The primary was tight, with Tom Harteis and Joel Toluba running as Democrats and Kathy Doucette cross-filing under both parties in District 19-1-05.
Joel Toluba received 129 votes to win the Democratic nomination, two more than Harteis. Doucette took the Republican slot on the ballot.
The seat is open because of the retirement of District Judge Barbara Nixon.
Judges serving in the six-year district offices have jurisdiction in criminal matters, hearing initial complaints to determine whether enough evidence exists to send the case to the York County Court of Common Pleas.
They can hear and rule on summary convictions under the criminal code, violations of municipal ordinances, and violations of the fish, game and dog laws, and have jurisdiction over civil suits of up to $12,000, as well as matters such as landlord and tenant disputes.
Priorities: Doucette, who practices family law in a York-based firm, said her 27 years of living in the city have given her unique insight into the community.
She's running for the seat because she wants to help that community, and the open seat presented an opportunity for her to pursue something in which she has had an interest for years.
Doucette said a priority would be truancy cases handled by the office.
"It's an important issue because without our children getting a full education and graduating from high school, it limits their abilities to go on and be productive members of society," she said.
As judge, she would try to find the roots of the problem -- "why they're delinquent and why they lost interest in school, and find out where things could be changed to get them to continue in school."
Toluba is an attorney with the York County Public Defender's Office and said he has handled hundreds of cases in the district court during the six years he's been working in his current position.
"Given the vast experience at handling cases at Judge Nixon's courtroom, I believe I'm uniquely qualified given that experience," he said.
Toluba also named truancy as a priority, in addition to maintaining transparency with the judicial process.
"They're open to the public, and I want to provide leadership in terms of customer service and fairness in the judicial process," he said.
Since Nixon's retirement, there has been no consistency in leadership at that district court because a rotating cast of retired senior judges have shared the load, he said.

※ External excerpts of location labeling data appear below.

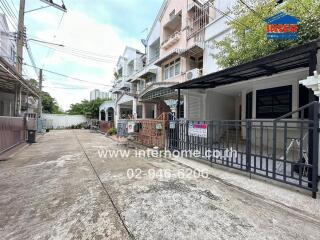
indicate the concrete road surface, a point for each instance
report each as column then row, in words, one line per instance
column 60, row 188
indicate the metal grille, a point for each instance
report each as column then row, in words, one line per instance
column 12, row 132
column 105, row 126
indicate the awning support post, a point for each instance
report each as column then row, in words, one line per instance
column 178, row 104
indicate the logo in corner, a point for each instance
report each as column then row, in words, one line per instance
column 282, row 27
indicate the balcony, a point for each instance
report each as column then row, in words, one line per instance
column 172, row 39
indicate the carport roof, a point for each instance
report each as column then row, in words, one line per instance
column 302, row 56
column 9, row 79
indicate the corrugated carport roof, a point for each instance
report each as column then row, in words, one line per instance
column 9, row 79
column 298, row 57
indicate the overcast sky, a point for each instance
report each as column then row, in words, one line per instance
column 104, row 27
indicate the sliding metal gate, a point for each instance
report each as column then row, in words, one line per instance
column 285, row 149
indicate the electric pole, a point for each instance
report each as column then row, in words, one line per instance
column 40, row 95
column 20, row 37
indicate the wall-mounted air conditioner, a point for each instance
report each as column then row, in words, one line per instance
column 192, row 74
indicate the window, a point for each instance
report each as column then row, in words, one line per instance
column 172, row 69
column 305, row 96
column 274, row 102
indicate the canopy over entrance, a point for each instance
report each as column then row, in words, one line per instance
column 298, row 57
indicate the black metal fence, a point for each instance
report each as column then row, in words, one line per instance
column 285, row 149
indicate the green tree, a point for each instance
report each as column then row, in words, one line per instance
column 248, row 39
column 88, row 108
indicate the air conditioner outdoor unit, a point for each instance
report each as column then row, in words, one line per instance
column 194, row 73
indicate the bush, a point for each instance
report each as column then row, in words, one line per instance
column 112, row 131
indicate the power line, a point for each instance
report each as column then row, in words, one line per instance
column 9, row 17
column 251, row 9
column 66, row 76
column 10, row 9
column 54, row 37
column 227, row 15
column 14, row 7
column 79, row 54
column 78, row 51
column 32, row 59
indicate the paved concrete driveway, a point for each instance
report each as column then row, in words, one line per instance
column 59, row 188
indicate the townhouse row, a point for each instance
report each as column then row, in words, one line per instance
column 267, row 109
column 180, row 50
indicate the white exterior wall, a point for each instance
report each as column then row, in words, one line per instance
column 217, row 30
column 63, row 120
column 219, row 106
column 7, row 46
column 6, row 104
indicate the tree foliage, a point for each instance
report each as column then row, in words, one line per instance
column 87, row 108
column 248, row 39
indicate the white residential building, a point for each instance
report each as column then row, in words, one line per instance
column 95, row 94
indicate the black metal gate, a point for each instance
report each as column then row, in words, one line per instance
column 285, row 149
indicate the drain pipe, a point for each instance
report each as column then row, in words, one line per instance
column 313, row 83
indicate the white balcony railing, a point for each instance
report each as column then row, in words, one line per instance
column 172, row 39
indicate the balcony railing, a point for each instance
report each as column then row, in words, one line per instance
column 172, row 39
column 154, row 58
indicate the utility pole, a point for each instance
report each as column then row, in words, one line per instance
column 20, row 37
column 40, row 96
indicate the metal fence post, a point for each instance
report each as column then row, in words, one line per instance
column 248, row 145
column 274, row 150
column 187, row 134
column 315, row 150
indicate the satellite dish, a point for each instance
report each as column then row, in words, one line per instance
column 144, row 42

"What needs to be in place is a judge handling cases from start to finish and knowing exactly what each case is about," he said. "I know what takes place at a preliminary hearing because I've attended countless of them as a public defender. I understand the day-to-day operations of the office and know how to move cases through the system efficiently while not sacrificing the participant's due-process rights."

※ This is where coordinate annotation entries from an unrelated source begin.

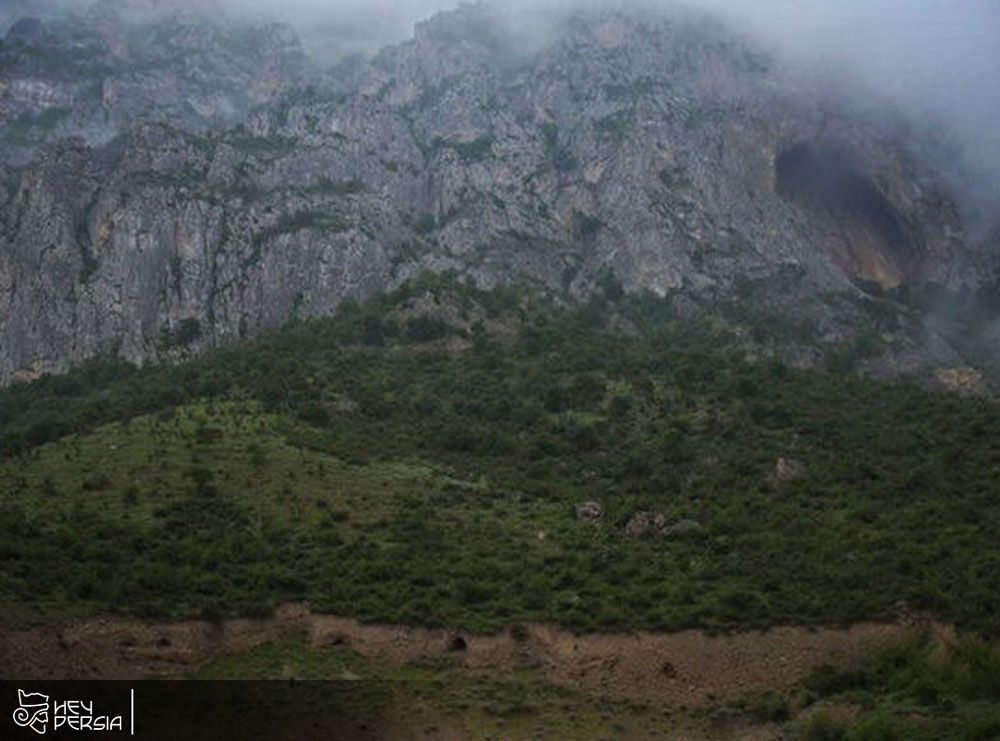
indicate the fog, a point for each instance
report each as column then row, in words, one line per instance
column 937, row 60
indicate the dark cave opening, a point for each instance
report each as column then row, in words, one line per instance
column 825, row 177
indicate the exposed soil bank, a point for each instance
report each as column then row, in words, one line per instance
column 678, row 668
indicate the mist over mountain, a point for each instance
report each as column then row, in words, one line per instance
column 178, row 175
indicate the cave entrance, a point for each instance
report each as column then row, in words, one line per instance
column 825, row 177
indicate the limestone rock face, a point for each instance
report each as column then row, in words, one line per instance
column 171, row 180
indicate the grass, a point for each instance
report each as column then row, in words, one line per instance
column 375, row 475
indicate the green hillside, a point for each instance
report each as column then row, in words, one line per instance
column 419, row 459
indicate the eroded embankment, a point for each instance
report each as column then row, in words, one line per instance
column 682, row 668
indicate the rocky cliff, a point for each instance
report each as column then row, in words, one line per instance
column 174, row 183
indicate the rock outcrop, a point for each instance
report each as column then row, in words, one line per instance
column 195, row 183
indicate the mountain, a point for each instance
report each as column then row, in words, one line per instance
column 176, row 181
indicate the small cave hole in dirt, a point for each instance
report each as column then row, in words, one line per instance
column 825, row 177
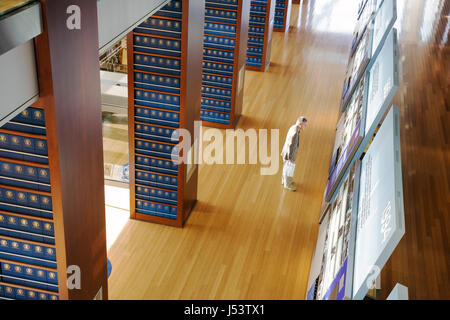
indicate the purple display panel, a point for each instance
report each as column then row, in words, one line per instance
column 337, row 287
column 344, row 161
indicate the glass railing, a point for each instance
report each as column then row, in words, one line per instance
column 8, row 6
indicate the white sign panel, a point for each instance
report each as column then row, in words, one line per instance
column 383, row 23
column 380, row 224
column 383, row 83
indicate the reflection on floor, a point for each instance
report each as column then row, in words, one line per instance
column 117, row 200
column 249, row 239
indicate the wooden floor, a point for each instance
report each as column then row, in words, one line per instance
column 248, row 238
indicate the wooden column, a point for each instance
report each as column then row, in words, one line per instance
column 223, row 90
column 69, row 83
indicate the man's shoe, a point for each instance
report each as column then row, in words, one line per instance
column 290, row 187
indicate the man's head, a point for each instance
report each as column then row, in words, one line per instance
column 302, row 123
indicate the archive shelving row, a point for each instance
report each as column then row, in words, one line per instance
column 224, row 57
column 28, row 267
column 164, row 54
column 282, row 15
column 262, row 16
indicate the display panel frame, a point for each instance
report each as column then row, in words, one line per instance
column 341, row 287
column 389, row 219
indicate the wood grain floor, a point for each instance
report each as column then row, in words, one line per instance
column 248, row 238
column 422, row 260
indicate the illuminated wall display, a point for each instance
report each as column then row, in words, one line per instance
column 368, row 46
column 381, row 218
column 381, row 83
column 365, row 220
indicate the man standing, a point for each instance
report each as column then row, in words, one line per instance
column 289, row 152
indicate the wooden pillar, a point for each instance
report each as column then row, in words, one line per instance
column 224, row 65
column 69, row 83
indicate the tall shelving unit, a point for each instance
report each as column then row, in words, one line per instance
column 164, row 55
column 262, row 16
column 52, row 205
column 282, row 15
column 28, row 264
column 224, row 58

Write-in: Harteis said he was disappointed to lose the primary by two votes, and the write-in campaign is aimed at reaching voters who hadn't been reached for the May contest.

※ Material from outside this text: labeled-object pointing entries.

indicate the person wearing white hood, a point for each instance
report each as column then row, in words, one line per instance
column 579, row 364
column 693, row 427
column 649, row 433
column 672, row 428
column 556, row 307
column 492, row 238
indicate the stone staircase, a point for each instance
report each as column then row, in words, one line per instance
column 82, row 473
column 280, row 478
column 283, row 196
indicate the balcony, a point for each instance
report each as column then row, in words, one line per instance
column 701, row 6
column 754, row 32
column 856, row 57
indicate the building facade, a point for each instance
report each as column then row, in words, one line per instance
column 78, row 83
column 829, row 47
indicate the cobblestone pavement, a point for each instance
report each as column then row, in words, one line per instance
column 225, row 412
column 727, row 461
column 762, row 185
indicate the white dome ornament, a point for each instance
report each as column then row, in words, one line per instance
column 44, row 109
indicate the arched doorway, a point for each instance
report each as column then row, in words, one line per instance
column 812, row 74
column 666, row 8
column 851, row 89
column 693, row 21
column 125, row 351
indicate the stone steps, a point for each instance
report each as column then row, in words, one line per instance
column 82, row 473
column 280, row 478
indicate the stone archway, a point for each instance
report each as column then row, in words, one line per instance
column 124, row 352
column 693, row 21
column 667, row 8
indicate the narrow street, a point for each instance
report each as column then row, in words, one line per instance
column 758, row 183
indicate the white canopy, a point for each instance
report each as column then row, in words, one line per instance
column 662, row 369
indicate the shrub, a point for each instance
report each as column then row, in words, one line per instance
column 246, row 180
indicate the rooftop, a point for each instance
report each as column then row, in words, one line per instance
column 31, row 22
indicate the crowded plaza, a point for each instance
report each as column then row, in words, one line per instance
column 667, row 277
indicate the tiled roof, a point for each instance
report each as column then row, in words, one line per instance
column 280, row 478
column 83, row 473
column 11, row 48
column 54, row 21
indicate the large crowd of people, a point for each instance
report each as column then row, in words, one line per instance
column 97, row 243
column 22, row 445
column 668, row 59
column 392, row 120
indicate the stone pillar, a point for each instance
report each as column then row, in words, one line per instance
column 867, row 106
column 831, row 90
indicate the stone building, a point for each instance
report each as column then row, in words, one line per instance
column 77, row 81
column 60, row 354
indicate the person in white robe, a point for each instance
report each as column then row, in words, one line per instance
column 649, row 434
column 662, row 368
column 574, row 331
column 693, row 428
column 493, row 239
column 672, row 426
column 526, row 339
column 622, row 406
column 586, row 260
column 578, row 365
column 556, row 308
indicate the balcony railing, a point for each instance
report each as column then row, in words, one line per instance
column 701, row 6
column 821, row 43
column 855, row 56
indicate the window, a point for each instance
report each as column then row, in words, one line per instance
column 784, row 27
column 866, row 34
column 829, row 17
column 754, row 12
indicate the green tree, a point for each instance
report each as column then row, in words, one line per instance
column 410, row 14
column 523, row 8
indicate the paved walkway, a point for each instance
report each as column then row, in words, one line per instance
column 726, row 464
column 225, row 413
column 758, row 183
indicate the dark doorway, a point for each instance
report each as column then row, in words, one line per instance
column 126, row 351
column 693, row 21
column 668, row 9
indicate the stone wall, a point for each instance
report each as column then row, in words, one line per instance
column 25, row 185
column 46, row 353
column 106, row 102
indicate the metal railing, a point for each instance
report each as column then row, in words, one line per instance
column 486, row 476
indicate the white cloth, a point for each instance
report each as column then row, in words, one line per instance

"We did hear what people said on election day, and one of the things they said was they didn't know I was running," he said.
His campaign spent the summer attending community events to tell people about his candidacy, he said.
A York Catholic graduate, Harteis said he represents the diversity of the district and understands the people.
"I'm a very fair-minded person," he said. "Having come from city schools, I understand what a lot of these kids and young adults are up against. I know what the community wants in a district judge."
He said he wants the office to be accessible, not intimidating.
"A lot of people don't go to hearings because they're scared," he said. "They feel the judge doesn't care for them. You will be heard in my court."
He said he will work with people who are late on payments before "coming after them."
As a production supervisor at GreenLine Foods in Hanover, Harteis said he's accustomed to hearing facts when people have conflicts.
"It's very similar," he said. "You have to have that skill set used to make decisions ... and listen."